Pao Fa Lin {Lao Dat Sang)
Lao Dat-Sang (Liu Dasheng) was the servant (and later, in some accounts, became the adopted son) of Tse Gwok-Leung and his brother Gwok-Cheung. He began learning their system of Wing Chun Kuen at the age of 9 and continued for almost ten years.
At the age of 18, Lao moved to Foshan to took a job as a cashier. Soon, he became an apprentice at the Tong Yu Jeung Cosmetics Shop and learned how to make pao fa, or the planed wood chips boiled to make an old form of hair tonic. When his apprenticeship was over, he opened his own pao fa stall and, in some accounts, taught Wing Chun Kuen at night to a few students.
Due to the fact that he worked making pao fa, and that people often mistook (or in some accounts deliberately teased him by mistaking) the charater 'dat' in his name with the character 'lien', he came to be known as Pao Fa Lien (Wood Planer Lien).
Although he didn't show off his skills, he eventually became known for the high quality of his martial arts but was said to have been forced to spend several decades in exile after killing a man named Pan in a knife duel.

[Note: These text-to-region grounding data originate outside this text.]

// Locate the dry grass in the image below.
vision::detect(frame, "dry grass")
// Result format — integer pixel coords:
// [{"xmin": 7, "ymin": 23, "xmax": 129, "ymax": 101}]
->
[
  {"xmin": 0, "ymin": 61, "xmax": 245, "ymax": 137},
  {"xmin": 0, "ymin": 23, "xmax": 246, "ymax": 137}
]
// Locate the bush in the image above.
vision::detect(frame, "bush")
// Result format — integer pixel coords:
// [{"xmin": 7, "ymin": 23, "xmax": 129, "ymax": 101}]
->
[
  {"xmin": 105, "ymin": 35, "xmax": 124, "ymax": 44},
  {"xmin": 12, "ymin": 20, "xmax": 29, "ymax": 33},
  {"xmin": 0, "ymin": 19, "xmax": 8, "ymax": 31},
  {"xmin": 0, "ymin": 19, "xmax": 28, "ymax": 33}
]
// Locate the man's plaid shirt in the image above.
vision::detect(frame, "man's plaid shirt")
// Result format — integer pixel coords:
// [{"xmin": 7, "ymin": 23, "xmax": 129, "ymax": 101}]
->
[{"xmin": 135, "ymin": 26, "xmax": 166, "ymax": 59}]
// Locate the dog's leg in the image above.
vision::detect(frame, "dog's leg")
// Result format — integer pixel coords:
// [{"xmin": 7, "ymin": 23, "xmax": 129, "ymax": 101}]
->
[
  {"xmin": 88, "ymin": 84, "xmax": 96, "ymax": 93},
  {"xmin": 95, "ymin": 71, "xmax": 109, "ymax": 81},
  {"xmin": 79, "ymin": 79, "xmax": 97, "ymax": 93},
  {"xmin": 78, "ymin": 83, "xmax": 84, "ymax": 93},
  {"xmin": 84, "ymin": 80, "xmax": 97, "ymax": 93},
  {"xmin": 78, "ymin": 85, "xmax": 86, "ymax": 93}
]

At an advanced age Lao returned to the city and began teaching a few students. The first was said to have been a rich overseas Chinese from the U.S.A. Others included Chu Chong, Ngau Jai-Yee (who also studied the Gulao system). Lao Dat-Sang's last disciples, adopted when he was already over 70 years of age, were Kwok Gai and Kwok So.
Notes: In an alternate account, the Pao Fa Lien system was said to have been handed down from a man named Lee who was skilled in Wing Chun, Tai Gik (Taiji), and Hung Kuen, rather than the Tse brothers.
Compiled from oral and written accounts of Pao Fa Lien Wing Chun Kuen and New Martial Hero magazine and Leung's Publishing.